Kat desapareció y regresó minutos más tarde con un Sprite. Le dio las gracias y se puso de nuevo manos a la obra en cuanto su guardaespaldas la dejó a solas.

Bebía de vez en cuando mientras navegaba por internet. Al cabo de una hora, estaba tan cansada que se le cerraban los ojos.

Bostezó y comprobó qué hora era. Las cinco y media nada más. Aun así, le pesaban tanto los párpados que le resultaba imposible permanecer despierta por más que lo intentaba.

Apagó el ordenador y se tumbó en la cama para echarse una siestecita.

Se quedó dormida en cuanto su cabeza tocó la almohada. Por lo general, no solía soñar cuando se echaba una siesta.

Ese día fue una excepción.

Ese día los sueños comenzaron tan pronto como cerró los ojos.

Qué curioso…

Aunque lo más curioso de todo era que el reino de su fantasía no se parecía a nada de lo que hubiera soñado antes. En lugar de sus habituales sueños, ya fueran de cuentos de hadas o de pesadillas, se trataba de un sueño pacífico. Afable. Y la llenaba de una extraña sensación de seguridad.

Llevaba un delicado vestido verde oscuro de estilo medieval. Frunció el ceño y pasó la mano por encima de la tela, que era más suave que la piel de gamuza.

Estaba de pie junto a una antigua mesa de madera en una cabaña de piedra en cuya enorme chimenea chisporroteaba el fuego. El viento aullaba al otro lado de una ventana protegida por contraventanas de madera que se sacudían ruidosamente bajo el azote de la ventisca.

Escuchó a alguien en la puerta que había tras ella.

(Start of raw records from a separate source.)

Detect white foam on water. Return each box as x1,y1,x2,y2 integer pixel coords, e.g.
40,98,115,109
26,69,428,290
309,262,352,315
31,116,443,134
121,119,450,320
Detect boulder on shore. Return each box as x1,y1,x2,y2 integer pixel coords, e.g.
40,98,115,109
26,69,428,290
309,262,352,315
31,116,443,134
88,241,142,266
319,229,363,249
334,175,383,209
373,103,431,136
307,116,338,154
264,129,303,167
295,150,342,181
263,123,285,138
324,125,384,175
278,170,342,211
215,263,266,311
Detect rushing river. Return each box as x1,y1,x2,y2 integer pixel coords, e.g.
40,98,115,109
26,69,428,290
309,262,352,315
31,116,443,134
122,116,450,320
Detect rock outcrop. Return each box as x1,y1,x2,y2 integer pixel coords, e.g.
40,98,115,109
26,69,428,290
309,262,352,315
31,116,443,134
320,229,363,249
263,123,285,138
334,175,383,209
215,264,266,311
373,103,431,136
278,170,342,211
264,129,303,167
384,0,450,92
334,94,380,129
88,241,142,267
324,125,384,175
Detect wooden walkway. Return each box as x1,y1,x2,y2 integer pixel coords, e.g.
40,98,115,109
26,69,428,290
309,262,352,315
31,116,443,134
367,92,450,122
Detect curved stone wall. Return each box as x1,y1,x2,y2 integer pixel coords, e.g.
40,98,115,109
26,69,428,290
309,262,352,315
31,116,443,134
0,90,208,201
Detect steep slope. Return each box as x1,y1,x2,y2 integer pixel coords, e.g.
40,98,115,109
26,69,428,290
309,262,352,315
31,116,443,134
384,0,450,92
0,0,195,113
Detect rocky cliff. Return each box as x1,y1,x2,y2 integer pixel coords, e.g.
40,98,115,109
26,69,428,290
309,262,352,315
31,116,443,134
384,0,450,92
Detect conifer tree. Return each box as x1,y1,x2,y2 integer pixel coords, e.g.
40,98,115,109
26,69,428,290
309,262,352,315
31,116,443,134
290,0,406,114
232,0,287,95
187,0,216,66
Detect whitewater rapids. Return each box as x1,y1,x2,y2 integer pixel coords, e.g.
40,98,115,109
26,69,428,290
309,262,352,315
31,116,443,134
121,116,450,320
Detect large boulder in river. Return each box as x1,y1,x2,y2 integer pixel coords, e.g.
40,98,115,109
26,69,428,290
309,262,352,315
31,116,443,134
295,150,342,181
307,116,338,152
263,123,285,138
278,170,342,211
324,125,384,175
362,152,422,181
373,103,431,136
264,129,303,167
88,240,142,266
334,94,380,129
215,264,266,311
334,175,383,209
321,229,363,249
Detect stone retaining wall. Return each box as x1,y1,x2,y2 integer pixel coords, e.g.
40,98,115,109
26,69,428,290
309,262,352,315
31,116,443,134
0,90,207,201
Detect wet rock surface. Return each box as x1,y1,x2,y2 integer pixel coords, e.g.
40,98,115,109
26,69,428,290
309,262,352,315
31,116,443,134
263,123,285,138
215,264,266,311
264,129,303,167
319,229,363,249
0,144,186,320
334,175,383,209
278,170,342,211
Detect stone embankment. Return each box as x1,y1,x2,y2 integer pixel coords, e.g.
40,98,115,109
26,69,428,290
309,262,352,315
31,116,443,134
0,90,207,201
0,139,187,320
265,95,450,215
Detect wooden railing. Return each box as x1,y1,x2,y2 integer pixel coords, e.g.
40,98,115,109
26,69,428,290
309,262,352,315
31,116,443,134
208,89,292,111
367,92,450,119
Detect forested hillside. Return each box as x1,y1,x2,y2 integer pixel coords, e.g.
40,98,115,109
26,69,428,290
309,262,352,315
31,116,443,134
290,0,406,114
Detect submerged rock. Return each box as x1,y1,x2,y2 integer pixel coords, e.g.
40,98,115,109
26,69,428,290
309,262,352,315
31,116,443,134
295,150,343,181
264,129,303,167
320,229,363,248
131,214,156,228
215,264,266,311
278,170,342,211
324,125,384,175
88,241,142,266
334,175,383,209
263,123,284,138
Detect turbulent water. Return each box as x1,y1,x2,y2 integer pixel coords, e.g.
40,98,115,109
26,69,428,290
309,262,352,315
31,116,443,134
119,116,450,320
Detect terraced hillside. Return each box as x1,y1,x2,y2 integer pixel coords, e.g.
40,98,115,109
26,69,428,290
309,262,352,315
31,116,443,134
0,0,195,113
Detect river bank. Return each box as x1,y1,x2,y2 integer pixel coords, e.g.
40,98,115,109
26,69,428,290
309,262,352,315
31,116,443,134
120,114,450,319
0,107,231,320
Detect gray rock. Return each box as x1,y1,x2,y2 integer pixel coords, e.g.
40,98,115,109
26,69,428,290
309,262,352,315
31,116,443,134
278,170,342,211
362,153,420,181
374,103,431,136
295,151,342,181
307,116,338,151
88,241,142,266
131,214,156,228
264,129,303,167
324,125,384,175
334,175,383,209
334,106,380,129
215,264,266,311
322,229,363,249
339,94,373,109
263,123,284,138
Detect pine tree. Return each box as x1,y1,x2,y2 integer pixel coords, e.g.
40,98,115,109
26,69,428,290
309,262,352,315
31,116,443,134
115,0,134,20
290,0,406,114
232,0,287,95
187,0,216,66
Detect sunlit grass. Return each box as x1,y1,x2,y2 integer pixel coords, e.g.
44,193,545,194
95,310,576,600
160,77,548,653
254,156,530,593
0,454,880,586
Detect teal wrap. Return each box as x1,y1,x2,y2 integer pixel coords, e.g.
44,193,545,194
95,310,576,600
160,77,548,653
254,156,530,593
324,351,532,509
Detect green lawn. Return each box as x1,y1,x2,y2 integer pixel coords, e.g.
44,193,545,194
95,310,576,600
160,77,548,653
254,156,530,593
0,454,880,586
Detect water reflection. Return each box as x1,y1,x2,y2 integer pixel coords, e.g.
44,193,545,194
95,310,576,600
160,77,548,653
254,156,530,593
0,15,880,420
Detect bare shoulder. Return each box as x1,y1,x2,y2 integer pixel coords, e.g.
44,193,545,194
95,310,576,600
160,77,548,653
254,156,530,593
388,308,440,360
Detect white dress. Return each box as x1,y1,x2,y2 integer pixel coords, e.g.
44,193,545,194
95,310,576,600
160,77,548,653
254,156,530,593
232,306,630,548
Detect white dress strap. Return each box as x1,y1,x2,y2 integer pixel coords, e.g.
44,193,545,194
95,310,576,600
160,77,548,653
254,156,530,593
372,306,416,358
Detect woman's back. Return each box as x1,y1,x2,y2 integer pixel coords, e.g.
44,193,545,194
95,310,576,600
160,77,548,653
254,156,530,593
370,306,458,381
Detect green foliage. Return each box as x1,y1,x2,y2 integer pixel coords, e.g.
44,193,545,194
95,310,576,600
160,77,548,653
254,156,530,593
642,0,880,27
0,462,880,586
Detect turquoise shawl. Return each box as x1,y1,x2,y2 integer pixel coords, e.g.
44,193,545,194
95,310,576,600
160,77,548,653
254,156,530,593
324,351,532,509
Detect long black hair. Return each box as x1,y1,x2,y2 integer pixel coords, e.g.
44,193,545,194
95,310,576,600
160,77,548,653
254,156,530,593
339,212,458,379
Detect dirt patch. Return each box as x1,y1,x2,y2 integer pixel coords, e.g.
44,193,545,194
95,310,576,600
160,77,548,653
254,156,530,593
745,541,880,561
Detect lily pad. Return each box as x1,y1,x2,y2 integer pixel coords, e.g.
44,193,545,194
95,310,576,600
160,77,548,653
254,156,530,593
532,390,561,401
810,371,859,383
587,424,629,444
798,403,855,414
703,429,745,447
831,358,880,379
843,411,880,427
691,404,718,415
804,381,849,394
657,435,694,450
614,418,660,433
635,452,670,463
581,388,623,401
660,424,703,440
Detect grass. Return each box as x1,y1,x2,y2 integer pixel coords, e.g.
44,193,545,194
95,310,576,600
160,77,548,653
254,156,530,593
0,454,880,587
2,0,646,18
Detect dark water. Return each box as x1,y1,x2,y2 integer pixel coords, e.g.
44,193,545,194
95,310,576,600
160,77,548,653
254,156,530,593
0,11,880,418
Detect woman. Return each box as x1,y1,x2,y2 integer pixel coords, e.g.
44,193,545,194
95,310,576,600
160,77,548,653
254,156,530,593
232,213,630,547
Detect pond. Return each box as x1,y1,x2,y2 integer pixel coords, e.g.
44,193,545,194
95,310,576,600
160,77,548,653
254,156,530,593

Se giró justo a tiempo para ver cómo Wulf la empujaba con el hombro. Le dio un vuelco el corazón al verlo vestido con una especie de cota de malla. Sus poderosos brazos quedaban al descubierto, pero el torso estaba oculto tras un peto de cuero con dibujos nórdicos grabados a fuego, sobre el que lucía la cota de malla. Los dibujos hacían juego con el tatuaje que le cubría la parte superior del brazo derecho y ese mismo hombro.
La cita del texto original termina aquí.